Em conversas informais, a senadora deixa claro que vê a petista Dilma Rousseff – e não o tucano José Serra, que lidera a disputa- como o gigante a ser batido nas urnas.
“Já ouvi muito esse discurso: “Seja pragmática. A senhora não tem PAC, não tem Bolsa Família, não tem pré-sal, não tem Minha Casa, Minha Vida”. Mas não sou pragmática, sou sonhadora”, disse, em reunião com empresários pernambucanos.
Em tom de desabafo, Marina reconhece ter ouvido apelos para não trocar uma reeleição certa no Senado – onde já ocupa uma cadeira há 16 anos- pela missão quase impossível de chegar à Presidência na garupa de um partido nanico. Ao justificar a escolha, compara-se a Dom Quixote, o cavaleiro trapalhão de Cervantes.
“A única diferença é que ele duelava com moinhos de vento como se fossem gigantes, e eu duelo com gigantes como se fossem moinhos de vento. Somos igualmente quixotescos”, diz a senadora. “Muita gente não entende por que não quis ficar no Senado. Acontece que a política, para mim, não é essa questão de vida ou morte.”
Diante de interlocutores mais desconfiados, Marina tem relembrado sua biografia para sustentar que vislumbra alguma chance de vitória em outubro. “Tenho que acreditar nisso, porque já venci eleições em condições muito mais adversas. Impossível, não é”, repete, citando suas primeiras campanhas políticas no Acre, pelo PT.
A galeria de exemplos da candidata verde não se limita à Bíblia e à literatura. “Se Mandela fosse pragmático, teria renunciado ao sonho na cadeia. Se Luther King fosse pragmático, não teríamos um negro como presidente dos Estados Unidos”, diz, numa referência ao democrata Barack Obama.
Embora possa parecer ingênuo à primeira vista, o discurso deve ajudar a senadora a ganhar fôlego na disputa, avalia o cientista político Marcus Figueiredo, do Iuperj (Instituto Universitário de Pesquisas do Rio de Janeiro).”A metáfora do pequeno que enfrenta os poderosos é bem compreendida pela população. Jânio Quadros já usou essa ideia com sucesso”, diz o professor, especialista em pesquisas eleitorais.

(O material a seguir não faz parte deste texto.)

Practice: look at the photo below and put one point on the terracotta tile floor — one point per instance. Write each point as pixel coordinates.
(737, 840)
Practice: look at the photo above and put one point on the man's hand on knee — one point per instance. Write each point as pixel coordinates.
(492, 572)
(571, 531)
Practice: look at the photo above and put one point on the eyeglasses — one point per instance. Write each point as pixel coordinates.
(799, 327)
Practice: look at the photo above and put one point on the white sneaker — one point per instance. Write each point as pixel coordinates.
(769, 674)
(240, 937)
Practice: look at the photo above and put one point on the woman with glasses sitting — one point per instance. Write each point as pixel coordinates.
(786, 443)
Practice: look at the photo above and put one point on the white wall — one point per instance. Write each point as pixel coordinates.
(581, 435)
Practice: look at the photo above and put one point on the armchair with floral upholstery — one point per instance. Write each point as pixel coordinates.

Na década de 1950, Jânio se elegeu prefeito e governador de São Paulo com o slogan “O tostão contra o milhão”. O mote embalou vitórias sobre o grupo de Adhemar de Barros, que concorria com mais dinheiro e apoio partidário.
Para Figueiredo, Marina tenta marcar posição como alternativa ao establishment, representado na disputa por Serra e Dilma. “É uma estratégia inteligente, mas não vejo muita chance de que ela ganhe votos com isso. Em geral, os eleitores acabam preferindo os poderosos, por achar que eles têm mais chances de fazer alguma coisa por eles”, avalia.
No papel de Davi, a senadora se esforça para atirar as primeiras pedras na direção da gigante petista. Nos últimos dias, ela deu uma pausa no discurso ambientalista para criticar o PAC (Programa de Aceleração do Crescimento), apontado como o maior trunfo eleitoral de Dilma. Resta saber se Serra também entrará em sua mira.